What a stock market ‘correction’ means to you
A “correction” is a Wall Street term for when an index like the Dow industrials or the Nasdaq – or an individual stock – falls 10 percent from its most-recent high. Crude oil briefly dipped below $40 a barrel for the first time since March of 2009.
Signs of a sharp slowdown in the world’s second-largest economy have unnerved investors since Beijing surprised markets last week by devaluing its currency.
The Dow Jones Industrial Average declined 531 points, or 3.1 per cent, to close 16459.75.
Adding to the worries, the Chinese markets showed another steep decline overnight, with the Shanghai Composite Index plunging by 4.3 percent.
BROAD DROP: All 10 sectors of the S&P 500 fell, led by a 1.9 drop in information technology shares.
The market turmoil has some traders exercising caution. A stock is considered to be oversold if the RSI reading falls below 30. “Nimble…is the new black”. And Europe’s economy appears to be emerging from its long slump.
Apple entered bear territory, with their closing price down more than 20 percent since its April 28 high. The Dow closed at 16,451, down 3.12 percent today alone.
To make matters worse, on Friday, Markit reported that the Caixin Flash China General Manufacturing PMI fell to 47.1 in August, hitting a 77-month low.
Back in the U.S., government bond prices rose, pushing the yield on the 10-year Treasury note down to 2.04 percent.
Deere (DE) cut its outlook for fiscal 2015, with the world’s biggest maker of farm equipment projecting sales of equipment falling more than initially forecast, as prices for corn and soybeans fell.
Taipei fell 3.02%, or 242.89 points, to 7,786.92; Taiwan Semiconductor Manufacturing Co shed 3.97% to Tw$121.0 while Fubon Financial Holding lost 3.02% to Tw$49.85.
Wall Street is headed for its worst week of the year as concerns over the health of the global recovery continue to dominate investor sentiment.
“The Chinese have created an air of fragility around the globe”.
THE QUOTE: “China has been on a mission to keep up the illusion of a gradual slowdown, but dealers aren’t buying it anymore”, said David Madden, market analyst at IG. South African stocks slipped 1.5 percent in Johannesburg on Friday for the biggest weekly decline in four years.

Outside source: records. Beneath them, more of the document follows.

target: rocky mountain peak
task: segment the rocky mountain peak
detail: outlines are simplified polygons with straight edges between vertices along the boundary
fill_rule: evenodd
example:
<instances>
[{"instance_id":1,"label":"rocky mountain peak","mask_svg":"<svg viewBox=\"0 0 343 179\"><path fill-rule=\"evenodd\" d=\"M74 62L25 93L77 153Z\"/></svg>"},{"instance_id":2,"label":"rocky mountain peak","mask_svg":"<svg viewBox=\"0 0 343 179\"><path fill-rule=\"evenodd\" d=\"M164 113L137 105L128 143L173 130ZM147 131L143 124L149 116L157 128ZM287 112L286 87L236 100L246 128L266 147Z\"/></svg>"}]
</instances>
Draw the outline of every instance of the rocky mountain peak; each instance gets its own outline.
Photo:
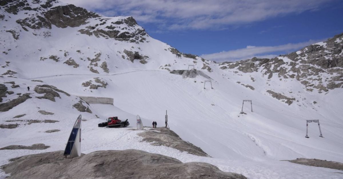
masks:
<instances>
[{"instance_id":1,"label":"rocky mountain peak","mask_svg":"<svg viewBox=\"0 0 343 179\"><path fill-rule=\"evenodd\" d=\"M64 28L87 24L86 28L77 31L90 36L137 43L144 42L148 36L145 30L132 17L107 17L56 0L6 0L0 1L0 5L2 7L0 20L7 21L9 19L16 19L16 23L27 32L30 29L34 31L51 29L53 25ZM10 30L19 36L19 33L14 28Z\"/></svg>"},{"instance_id":2,"label":"rocky mountain peak","mask_svg":"<svg viewBox=\"0 0 343 179\"><path fill-rule=\"evenodd\" d=\"M307 91L311 92L316 90L321 93L342 87L342 49L343 33L272 59L254 58L237 62L225 62L219 65L224 70L261 72L268 79L275 76L280 80L295 79Z\"/></svg>"}]
</instances>

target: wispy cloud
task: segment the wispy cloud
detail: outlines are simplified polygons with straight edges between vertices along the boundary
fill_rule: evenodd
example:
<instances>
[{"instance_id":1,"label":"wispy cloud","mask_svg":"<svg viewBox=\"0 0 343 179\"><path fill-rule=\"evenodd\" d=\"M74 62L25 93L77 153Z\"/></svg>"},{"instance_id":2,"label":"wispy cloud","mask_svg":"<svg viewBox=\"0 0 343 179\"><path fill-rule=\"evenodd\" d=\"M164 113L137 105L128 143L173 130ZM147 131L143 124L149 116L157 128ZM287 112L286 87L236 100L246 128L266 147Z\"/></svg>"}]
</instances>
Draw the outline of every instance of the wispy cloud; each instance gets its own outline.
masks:
<instances>
[{"instance_id":1,"label":"wispy cloud","mask_svg":"<svg viewBox=\"0 0 343 179\"><path fill-rule=\"evenodd\" d=\"M335 0L61 0L106 16L132 16L170 29L222 28L318 9Z\"/></svg>"},{"instance_id":2,"label":"wispy cloud","mask_svg":"<svg viewBox=\"0 0 343 179\"><path fill-rule=\"evenodd\" d=\"M277 55L273 54L297 50L309 45L325 40L326 39L311 40L300 43L287 44L276 46L248 46L244 48L223 51L210 54L204 54L202 55L201 56L206 60L220 62L235 61L251 59L254 57L260 58L270 58L277 56Z\"/></svg>"}]
</instances>

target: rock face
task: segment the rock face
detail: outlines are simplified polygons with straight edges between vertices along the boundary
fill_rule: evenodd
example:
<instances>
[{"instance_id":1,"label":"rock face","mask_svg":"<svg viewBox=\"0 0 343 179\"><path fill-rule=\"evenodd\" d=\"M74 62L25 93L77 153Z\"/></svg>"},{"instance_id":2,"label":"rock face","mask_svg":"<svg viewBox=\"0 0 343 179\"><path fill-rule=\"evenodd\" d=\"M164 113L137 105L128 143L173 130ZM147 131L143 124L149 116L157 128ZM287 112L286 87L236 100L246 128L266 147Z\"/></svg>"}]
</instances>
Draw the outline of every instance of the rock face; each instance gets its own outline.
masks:
<instances>
[{"instance_id":1,"label":"rock face","mask_svg":"<svg viewBox=\"0 0 343 179\"><path fill-rule=\"evenodd\" d=\"M77 68L80 66L79 64L75 62L75 60L72 59L71 58L69 58L69 59L64 62L63 63L66 63L69 66L73 66L74 68Z\"/></svg>"},{"instance_id":2,"label":"rock face","mask_svg":"<svg viewBox=\"0 0 343 179\"><path fill-rule=\"evenodd\" d=\"M2 98L6 96L8 89L5 85L0 84L0 103L2 102Z\"/></svg>"},{"instance_id":3,"label":"rock face","mask_svg":"<svg viewBox=\"0 0 343 179\"><path fill-rule=\"evenodd\" d=\"M43 115L53 115L54 114L53 112L50 112L44 110L38 111L38 112Z\"/></svg>"},{"instance_id":4,"label":"rock face","mask_svg":"<svg viewBox=\"0 0 343 179\"><path fill-rule=\"evenodd\" d=\"M61 131L60 130L59 130L58 129L54 129L53 130L49 130L48 131L46 131L44 132L46 132L47 133L51 133L52 132L59 132Z\"/></svg>"},{"instance_id":5,"label":"rock face","mask_svg":"<svg viewBox=\"0 0 343 179\"><path fill-rule=\"evenodd\" d=\"M16 128L19 124L0 124L0 128L1 129L14 129Z\"/></svg>"},{"instance_id":6,"label":"rock face","mask_svg":"<svg viewBox=\"0 0 343 179\"><path fill-rule=\"evenodd\" d=\"M182 75L182 77L184 78L194 78L196 77L198 75L200 75L202 76L209 79L211 79L211 78L210 76L208 76L202 71L199 70L173 70L170 72L170 73L173 74Z\"/></svg>"},{"instance_id":7,"label":"rock face","mask_svg":"<svg viewBox=\"0 0 343 179\"><path fill-rule=\"evenodd\" d=\"M92 80L89 80L85 82L82 83L81 85L84 87L89 87L89 88L91 89L96 90L99 87L106 88L106 87L108 84L105 82L104 80L99 77L96 77L93 79L95 83L98 84L93 84Z\"/></svg>"},{"instance_id":8,"label":"rock face","mask_svg":"<svg viewBox=\"0 0 343 179\"><path fill-rule=\"evenodd\" d=\"M80 100L79 103L74 104L73 107L76 108L78 111L80 112L87 112L90 113L92 113L92 111L88 107L86 107L82 104L83 102Z\"/></svg>"},{"instance_id":9,"label":"rock face","mask_svg":"<svg viewBox=\"0 0 343 179\"><path fill-rule=\"evenodd\" d=\"M56 102L55 97L61 98L57 92L64 93L68 96L70 95L58 89L53 86L47 85L38 85L35 87L34 91L38 94L45 94L43 96L36 97L39 99L46 99L51 101Z\"/></svg>"},{"instance_id":10,"label":"rock face","mask_svg":"<svg viewBox=\"0 0 343 179\"><path fill-rule=\"evenodd\" d=\"M10 145L0 148L0 150L17 150L18 149L28 149L29 150L43 150L50 147L45 145L44 144L32 144L31 146L25 145Z\"/></svg>"},{"instance_id":11,"label":"rock face","mask_svg":"<svg viewBox=\"0 0 343 179\"><path fill-rule=\"evenodd\" d=\"M9 102L1 103L0 104L0 111L8 111L19 104L25 102L26 99L31 98L29 94L25 94L23 95L23 96L11 100Z\"/></svg>"},{"instance_id":12,"label":"rock face","mask_svg":"<svg viewBox=\"0 0 343 179\"><path fill-rule=\"evenodd\" d=\"M155 132L155 131L159 132ZM164 145L199 156L209 155L200 148L182 140L173 131L164 127L154 128L138 134L144 139L142 141L153 142L153 145Z\"/></svg>"},{"instance_id":13,"label":"rock face","mask_svg":"<svg viewBox=\"0 0 343 179\"><path fill-rule=\"evenodd\" d=\"M308 159L304 158L297 158L296 160L285 161L289 161L293 163L305 165L328 168L343 170L343 164L336 162L327 161L326 160L320 160L315 158Z\"/></svg>"},{"instance_id":14,"label":"rock face","mask_svg":"<svg viewBox=\"0 0 343 179\"><path fill-rule=\"evenodd\" d=\"M224 70L259 73L268 79L295 79L306 90L319 93L343 87L343 33L297 52L272 59L258 59L219 64Z\"/></svg>"},{"instance_id":15,"label":"rock face","mask_svg":"<svg viewBox=\"0 0 343 179\"><path fill-rule=\"evenodd\" d=\"M71 159L63 154L59 151L20 157L1 167L11 173L9 178L246 178L207 163L182 163L138 150L98 151Z\"/></svg>"},{"instance_id":16,"label":"rock face","mask_svg":"<svg viewBox=\"0 0 343 179\"><path fill-rule=\"evenodd\" d=\"M276 98L279 100L281 100L282 101L288 104L288 105L291 105L293 103L293 101L295 100L294 98L290 98L287 97L284 95L283 95L280 93L275 93L271 90L267 90L267 92L272 95L272 96L274 98Z\"/></svg>"}]
</instances>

The devaluation of the yuan last week has shaken confidence in the world’s No. 2 economy.
Until recently, investors seemed willing to shrug off any worrying news, confident that low interest rates from the Federal Reserve and rising corporate profits would help push stocks higher. That’s dredging out the market’s worst enemy: uncertainty.
“We won’t accept being in the euro area and having bail-out programs imposed on us”, said the firebrand Marxist mathematician.
Markets opened the day deep in negative territory but pared some of those losses by mid-morning.
ENERGY: Benchmark U.S. crude fell 55 cents per barrel to $40.76 in electronic trading on the New York Mercantile Exchange.
The pan-European Stoxx 600 (^STOXX) was trading 1.6 percent lower. Earlier it fell to as low as $US4,992.50 a tonne, just $US16 above Wednesday’s six-year low.